Dependability Analysis Using Temporal Fault Trees and Monte Carlo Simulation

The safety and reliability of high-consequence systems is an issue of utmost importance to engineers because such systems can have catastrophic effects if they fail. Fault Tree Analysis (FTA) is a well-known probabilistic technique for assessing the reliability of safety-critical systems. Standard FTA approaches are primarily static analysis techniques and as such cannot effectively model systems with dynamic behaviours, such as those with standby components or multiple modes of operation. There have been several efforts to address this limitation, one of which is Pandora, a temporal fault tree approach. Pandora uses three temporal gates—Priority-AND, Simultaneous-AND, and Priority-OR—to model the effects of sequences of events. Hitherto, Pandora was unable to perform a holistic evaluation of a full system that is repairable, taking account of useful system operating environment variables (such as time of operation, flow rate, etc.) or system data such as repair state and preventive maintenance.
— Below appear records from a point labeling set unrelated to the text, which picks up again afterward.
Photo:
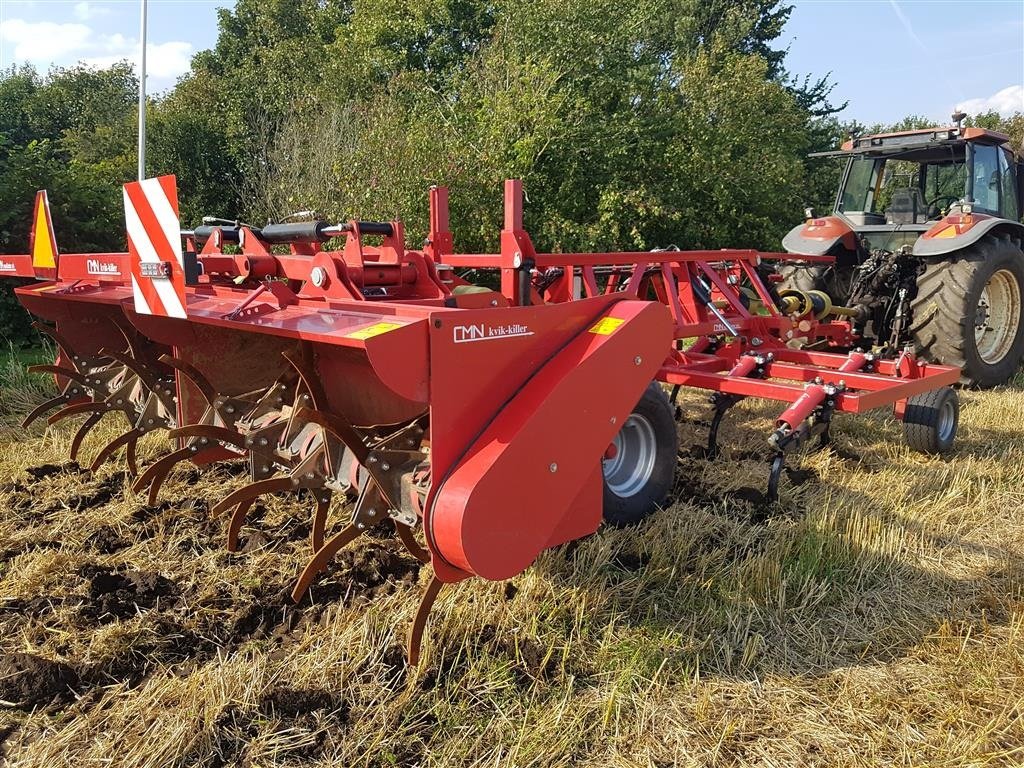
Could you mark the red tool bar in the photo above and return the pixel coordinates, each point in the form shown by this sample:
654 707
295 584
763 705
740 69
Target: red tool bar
876 390
620 258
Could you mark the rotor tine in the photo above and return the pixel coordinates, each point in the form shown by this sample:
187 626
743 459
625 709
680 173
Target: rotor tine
420 622
87 425
68 373
339 428
42 409
74 410
222 434
322 557
156 473
777 465
111 448
252 491
236 523
132 365
406 535
320 521
193 374
131 456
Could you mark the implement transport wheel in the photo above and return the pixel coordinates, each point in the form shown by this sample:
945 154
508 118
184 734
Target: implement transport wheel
930 421
970 311
641 461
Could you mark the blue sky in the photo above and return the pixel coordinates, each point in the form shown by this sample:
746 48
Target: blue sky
888 57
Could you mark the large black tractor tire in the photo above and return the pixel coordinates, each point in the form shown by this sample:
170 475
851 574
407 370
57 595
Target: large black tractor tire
970 310
641 464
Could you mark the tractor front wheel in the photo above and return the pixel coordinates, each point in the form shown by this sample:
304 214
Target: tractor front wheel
970 310
641 461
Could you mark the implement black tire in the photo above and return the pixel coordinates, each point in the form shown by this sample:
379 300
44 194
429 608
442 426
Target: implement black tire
948 309
639 477
930 421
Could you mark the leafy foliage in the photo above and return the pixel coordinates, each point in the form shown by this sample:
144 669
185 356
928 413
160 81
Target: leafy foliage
633 125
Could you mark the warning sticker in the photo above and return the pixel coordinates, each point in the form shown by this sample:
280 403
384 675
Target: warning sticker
606 326
375 330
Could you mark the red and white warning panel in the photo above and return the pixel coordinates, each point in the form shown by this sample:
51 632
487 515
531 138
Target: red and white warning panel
155 245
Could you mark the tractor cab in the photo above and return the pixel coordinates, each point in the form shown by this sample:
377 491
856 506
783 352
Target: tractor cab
898 186
927 238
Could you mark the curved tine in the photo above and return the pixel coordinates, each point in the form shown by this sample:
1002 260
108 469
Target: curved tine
77 408
236 523
42 409
156 474
308 377
406 534
131 456
76 441
68 373
111 448
59 340
420 622
132 365
322 557
223 434
193 374
320 522
777 465
252 491
341 429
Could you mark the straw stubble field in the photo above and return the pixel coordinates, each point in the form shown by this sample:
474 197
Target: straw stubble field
875 617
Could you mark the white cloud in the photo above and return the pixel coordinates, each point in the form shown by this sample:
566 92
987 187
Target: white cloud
43 41
162 59
46 43
1006 101
84 11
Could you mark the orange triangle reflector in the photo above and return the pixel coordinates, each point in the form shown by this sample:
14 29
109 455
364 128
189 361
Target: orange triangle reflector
44 245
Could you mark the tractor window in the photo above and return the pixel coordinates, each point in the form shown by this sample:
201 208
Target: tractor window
944 184
858 193
1009 185
986 178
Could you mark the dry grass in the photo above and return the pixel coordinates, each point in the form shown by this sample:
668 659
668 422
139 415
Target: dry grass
877 619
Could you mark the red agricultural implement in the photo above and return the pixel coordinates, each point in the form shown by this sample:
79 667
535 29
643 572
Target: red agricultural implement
500 419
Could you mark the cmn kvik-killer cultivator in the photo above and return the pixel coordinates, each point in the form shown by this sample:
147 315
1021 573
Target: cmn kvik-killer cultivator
381 383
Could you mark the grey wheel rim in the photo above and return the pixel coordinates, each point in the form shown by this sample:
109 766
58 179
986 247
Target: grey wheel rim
947 420
997 317
635 449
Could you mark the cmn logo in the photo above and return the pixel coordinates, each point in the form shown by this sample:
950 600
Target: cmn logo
468 333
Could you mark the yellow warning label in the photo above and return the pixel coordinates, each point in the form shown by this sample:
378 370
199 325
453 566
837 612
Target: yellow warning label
43 251
375 330
606 326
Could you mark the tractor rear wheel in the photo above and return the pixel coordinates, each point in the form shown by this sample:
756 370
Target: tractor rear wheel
641 461
970 310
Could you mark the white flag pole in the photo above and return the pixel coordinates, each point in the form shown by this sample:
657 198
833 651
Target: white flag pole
141 98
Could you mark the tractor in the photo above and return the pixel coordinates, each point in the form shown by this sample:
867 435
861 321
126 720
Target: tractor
926 244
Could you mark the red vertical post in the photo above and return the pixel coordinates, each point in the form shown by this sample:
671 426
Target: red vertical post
510 239
440 239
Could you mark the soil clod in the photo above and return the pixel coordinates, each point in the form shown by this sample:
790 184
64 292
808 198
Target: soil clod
28 681
114 595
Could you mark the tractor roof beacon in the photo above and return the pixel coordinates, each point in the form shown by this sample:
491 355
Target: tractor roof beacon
927 237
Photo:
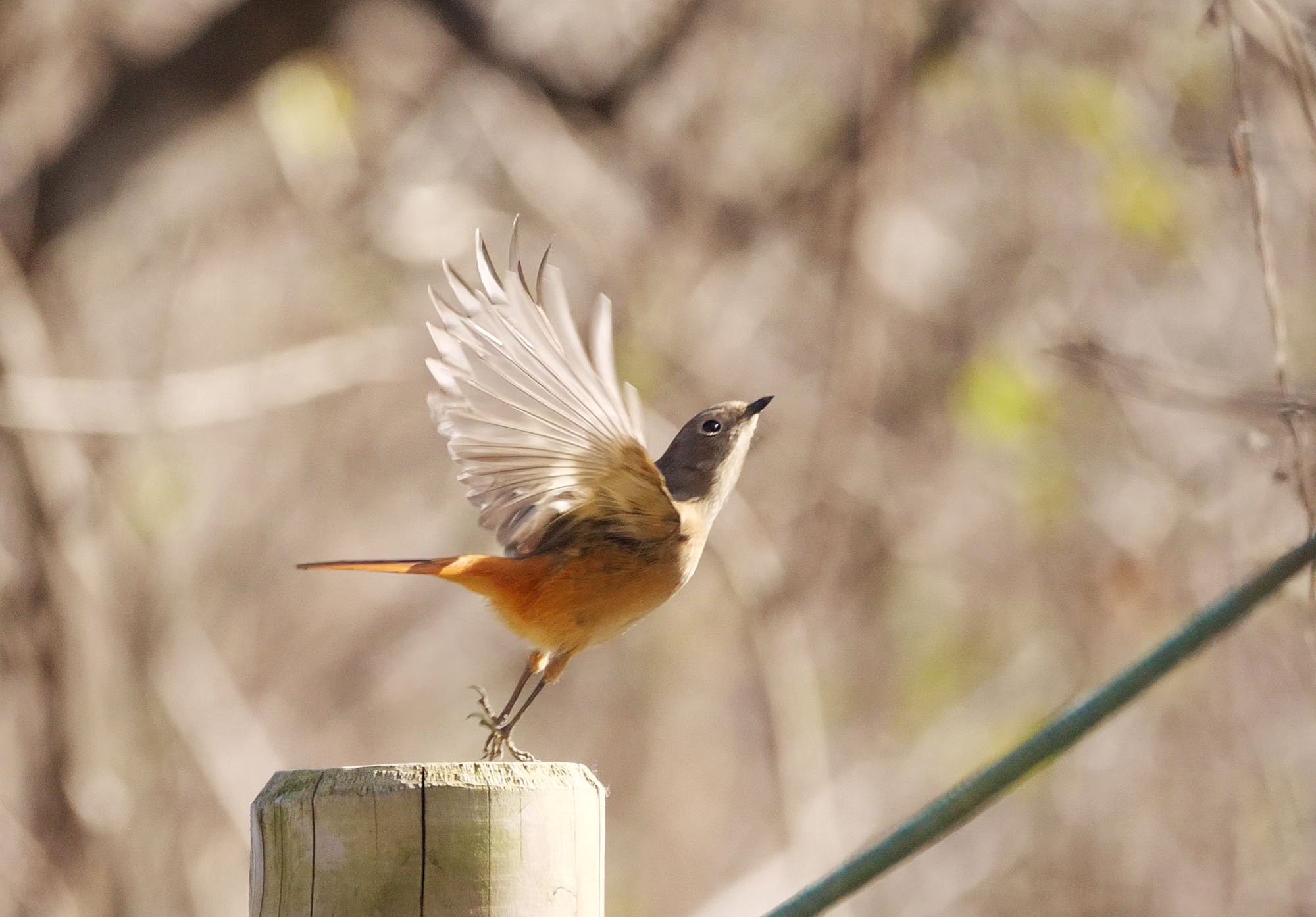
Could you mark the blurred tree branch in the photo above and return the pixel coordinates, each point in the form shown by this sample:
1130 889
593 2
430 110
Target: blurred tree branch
149 103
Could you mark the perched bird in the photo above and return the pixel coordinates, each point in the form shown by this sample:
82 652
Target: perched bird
597 535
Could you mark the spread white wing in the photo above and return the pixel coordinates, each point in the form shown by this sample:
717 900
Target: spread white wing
539 428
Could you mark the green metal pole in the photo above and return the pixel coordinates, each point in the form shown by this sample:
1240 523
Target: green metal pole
969 797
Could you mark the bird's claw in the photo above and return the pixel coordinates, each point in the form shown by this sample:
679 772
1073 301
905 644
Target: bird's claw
501 732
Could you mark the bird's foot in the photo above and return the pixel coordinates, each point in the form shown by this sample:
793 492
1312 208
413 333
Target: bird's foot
501 732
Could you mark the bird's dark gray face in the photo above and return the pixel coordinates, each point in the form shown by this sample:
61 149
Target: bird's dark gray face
706 457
This paper aims to address these limitations. Algorithms to evaluate different system configurations have been generated and techniques for modelling and analyzing different system data in a simulation platform have been proposed. This paper extends the capabilities of Pandora so that it is capable of analyzing a modern system that features different failure modes, has diverse component failure distributions, considers the system’s operation environment data, and models different system configurations. The outcome of such analysis enables analysts to understand the operation and dynamics of a system holistically and aids in the implementation of appropriate risk mitigating strategies.